その年は、春からそのまま秋になってしまった。夏はなかったと言ってもよかった。

 源氏の手で入道の宮の法要も終えた頃、彼の心は少しずつではあるが落ち着いてきた。

 入道の宮の死に立ち会い、遺体を見てしまったので触穢となって源氏は宮中に出仕できなくなり、しばらく二条邸に篭もっていた。

 秋の雨が降り続く夜に寝殿から庭を眺め、前栽せんざいが雨にしっとりと濡れている様子を見るにつけ、修理大夫や入道の宮など逝ってしまった人たちのことを思ってしまう。

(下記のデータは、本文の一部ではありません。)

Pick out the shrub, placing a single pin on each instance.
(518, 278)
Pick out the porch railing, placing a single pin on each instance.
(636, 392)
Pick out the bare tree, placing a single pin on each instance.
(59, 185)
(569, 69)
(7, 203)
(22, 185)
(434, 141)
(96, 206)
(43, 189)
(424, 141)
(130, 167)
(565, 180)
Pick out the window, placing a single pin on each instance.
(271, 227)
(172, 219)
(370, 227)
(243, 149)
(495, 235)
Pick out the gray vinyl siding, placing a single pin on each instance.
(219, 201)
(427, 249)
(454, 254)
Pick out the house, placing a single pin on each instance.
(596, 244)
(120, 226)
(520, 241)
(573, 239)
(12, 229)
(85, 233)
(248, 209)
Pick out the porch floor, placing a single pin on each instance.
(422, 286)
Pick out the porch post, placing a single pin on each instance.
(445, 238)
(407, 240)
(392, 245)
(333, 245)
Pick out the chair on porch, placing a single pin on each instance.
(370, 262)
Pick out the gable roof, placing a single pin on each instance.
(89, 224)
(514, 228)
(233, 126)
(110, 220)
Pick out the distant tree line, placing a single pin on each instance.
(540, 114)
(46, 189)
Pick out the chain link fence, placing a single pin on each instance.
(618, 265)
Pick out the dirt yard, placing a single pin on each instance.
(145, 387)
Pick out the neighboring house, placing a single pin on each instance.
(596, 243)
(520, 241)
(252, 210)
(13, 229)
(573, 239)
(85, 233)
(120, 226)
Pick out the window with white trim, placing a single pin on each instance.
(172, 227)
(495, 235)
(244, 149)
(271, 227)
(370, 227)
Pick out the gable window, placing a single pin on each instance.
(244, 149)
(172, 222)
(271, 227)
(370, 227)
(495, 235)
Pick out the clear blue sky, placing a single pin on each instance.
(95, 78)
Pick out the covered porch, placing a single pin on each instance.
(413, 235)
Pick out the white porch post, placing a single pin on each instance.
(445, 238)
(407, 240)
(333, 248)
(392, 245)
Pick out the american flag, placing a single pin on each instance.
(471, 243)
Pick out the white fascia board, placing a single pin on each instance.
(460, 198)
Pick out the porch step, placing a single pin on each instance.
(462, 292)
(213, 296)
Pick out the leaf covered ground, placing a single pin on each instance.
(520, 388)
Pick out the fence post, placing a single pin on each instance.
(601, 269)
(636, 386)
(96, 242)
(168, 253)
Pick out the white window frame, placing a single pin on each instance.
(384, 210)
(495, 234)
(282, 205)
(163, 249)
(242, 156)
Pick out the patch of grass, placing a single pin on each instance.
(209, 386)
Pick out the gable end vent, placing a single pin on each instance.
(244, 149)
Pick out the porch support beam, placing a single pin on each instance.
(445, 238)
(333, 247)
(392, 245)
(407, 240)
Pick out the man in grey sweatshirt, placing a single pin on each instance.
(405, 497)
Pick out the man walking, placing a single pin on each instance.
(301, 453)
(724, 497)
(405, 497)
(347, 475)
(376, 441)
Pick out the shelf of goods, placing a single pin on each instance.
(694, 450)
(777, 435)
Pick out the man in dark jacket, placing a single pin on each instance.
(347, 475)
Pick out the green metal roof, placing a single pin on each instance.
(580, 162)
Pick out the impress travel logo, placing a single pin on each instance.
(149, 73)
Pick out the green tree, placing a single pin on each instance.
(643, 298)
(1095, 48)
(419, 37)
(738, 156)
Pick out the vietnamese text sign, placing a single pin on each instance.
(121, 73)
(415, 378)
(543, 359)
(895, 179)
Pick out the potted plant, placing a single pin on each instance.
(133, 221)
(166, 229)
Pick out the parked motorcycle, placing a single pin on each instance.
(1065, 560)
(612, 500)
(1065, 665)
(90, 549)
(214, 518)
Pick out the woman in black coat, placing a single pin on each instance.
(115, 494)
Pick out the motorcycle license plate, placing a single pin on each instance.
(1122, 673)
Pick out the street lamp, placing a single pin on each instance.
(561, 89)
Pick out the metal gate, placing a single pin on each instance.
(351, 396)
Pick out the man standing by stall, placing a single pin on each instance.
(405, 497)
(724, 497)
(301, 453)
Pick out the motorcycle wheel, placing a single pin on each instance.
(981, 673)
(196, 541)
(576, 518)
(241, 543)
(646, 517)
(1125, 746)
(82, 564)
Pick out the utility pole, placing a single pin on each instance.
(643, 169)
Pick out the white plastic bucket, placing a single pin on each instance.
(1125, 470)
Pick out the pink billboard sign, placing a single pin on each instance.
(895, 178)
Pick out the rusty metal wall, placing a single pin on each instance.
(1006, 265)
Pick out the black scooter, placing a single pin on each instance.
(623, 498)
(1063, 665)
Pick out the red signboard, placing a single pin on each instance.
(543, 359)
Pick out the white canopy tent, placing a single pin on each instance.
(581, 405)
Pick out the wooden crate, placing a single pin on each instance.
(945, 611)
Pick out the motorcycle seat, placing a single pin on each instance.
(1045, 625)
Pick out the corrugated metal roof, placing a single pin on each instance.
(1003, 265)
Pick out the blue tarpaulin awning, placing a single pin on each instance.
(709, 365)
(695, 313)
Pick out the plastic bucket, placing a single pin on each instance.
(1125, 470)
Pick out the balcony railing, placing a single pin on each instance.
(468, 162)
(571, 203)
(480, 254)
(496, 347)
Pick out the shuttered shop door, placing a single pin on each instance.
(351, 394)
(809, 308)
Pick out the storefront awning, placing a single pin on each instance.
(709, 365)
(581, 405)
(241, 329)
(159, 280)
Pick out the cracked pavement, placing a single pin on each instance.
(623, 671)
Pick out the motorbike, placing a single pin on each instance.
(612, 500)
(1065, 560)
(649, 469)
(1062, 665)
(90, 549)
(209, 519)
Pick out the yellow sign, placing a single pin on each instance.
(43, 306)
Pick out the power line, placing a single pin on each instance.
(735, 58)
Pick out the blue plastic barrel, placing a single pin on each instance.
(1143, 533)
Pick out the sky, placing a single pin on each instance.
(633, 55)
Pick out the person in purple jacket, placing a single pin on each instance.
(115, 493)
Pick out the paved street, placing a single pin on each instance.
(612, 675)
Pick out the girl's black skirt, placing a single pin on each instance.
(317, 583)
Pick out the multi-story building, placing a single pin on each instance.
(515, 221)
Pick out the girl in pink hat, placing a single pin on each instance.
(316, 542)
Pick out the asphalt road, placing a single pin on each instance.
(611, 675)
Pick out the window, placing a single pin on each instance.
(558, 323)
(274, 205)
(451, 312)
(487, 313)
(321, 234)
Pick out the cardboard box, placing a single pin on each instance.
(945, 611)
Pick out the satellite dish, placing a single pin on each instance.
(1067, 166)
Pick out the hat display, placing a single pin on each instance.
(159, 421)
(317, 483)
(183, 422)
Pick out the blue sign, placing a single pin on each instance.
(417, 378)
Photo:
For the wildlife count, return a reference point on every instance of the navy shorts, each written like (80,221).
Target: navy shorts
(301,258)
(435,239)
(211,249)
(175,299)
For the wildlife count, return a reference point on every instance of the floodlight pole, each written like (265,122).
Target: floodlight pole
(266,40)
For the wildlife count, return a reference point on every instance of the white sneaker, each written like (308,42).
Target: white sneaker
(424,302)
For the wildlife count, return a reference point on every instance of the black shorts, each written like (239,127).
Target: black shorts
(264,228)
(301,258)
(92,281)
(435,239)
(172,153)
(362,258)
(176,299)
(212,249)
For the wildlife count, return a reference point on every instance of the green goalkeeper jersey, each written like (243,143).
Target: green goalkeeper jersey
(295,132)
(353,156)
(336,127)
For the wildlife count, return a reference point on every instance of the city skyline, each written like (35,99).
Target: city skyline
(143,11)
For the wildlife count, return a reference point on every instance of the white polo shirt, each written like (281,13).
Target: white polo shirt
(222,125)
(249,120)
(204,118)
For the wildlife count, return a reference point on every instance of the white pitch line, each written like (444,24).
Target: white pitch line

 もはや前斎宮のことは自分一人で考えねばならない。もちろん、自分以外に重要なのは当事者の前斎宮本人の気持ちで、それを自分の思っている方へと向ける必要がある。

 源氏は強制できる立場ではない。しかし時には、ある程度の強制も必要であろう。そのためには、姫にもう少し打ち解けてもらわないと困る。


 源氏は、思い立って東ノ対に渡ってみた。

 いつもは廂の間の、御簾の前に座る。すでに源氏が渡ることは前もって家司が知らせたので、この日もすでに御簾の前に座が用意されていた。だが源氏は御簾を上げて身舎もやに入った。姫君は慌てて、几帳の中へと滑り込んだ。

 いくらなんでもさらに几帳の中まで入るような無粋なことは、源氏はしない。だが姫が入り込む前にはっきりと、そして初めて姫の顔を見た。

 美しい……これほどまでに美しい姫だとは思っていなかった。それに、実に髪が長い。几帳の中に入り込んでも、まだ髪の先は先ほどまで座っていた畳の上にある。

 年甲斐人もなく胸がときめいてしまった源氏だが、とにかく平静を保って几帳の前に座った。まずは何から話しだそうかと、源氏は言葉を選んだ。

「庭の前栽せんざいの秋の花も一様に咲き誇っておりますよ。今年のような物騒な年でも、秋の花はちゃんと咲き頃をわきまえているのですね。またそれがしみじみと感じられたりするものです」

 几帳の中からやはり返事はなかった。姫は源氏の妻とは話も弾んでいると聞いている。だが自分とはまだ打ち解けてくれないようだ。それに、顔を見られたというばつの悪さから、赤面してうなだれているのかもしれない。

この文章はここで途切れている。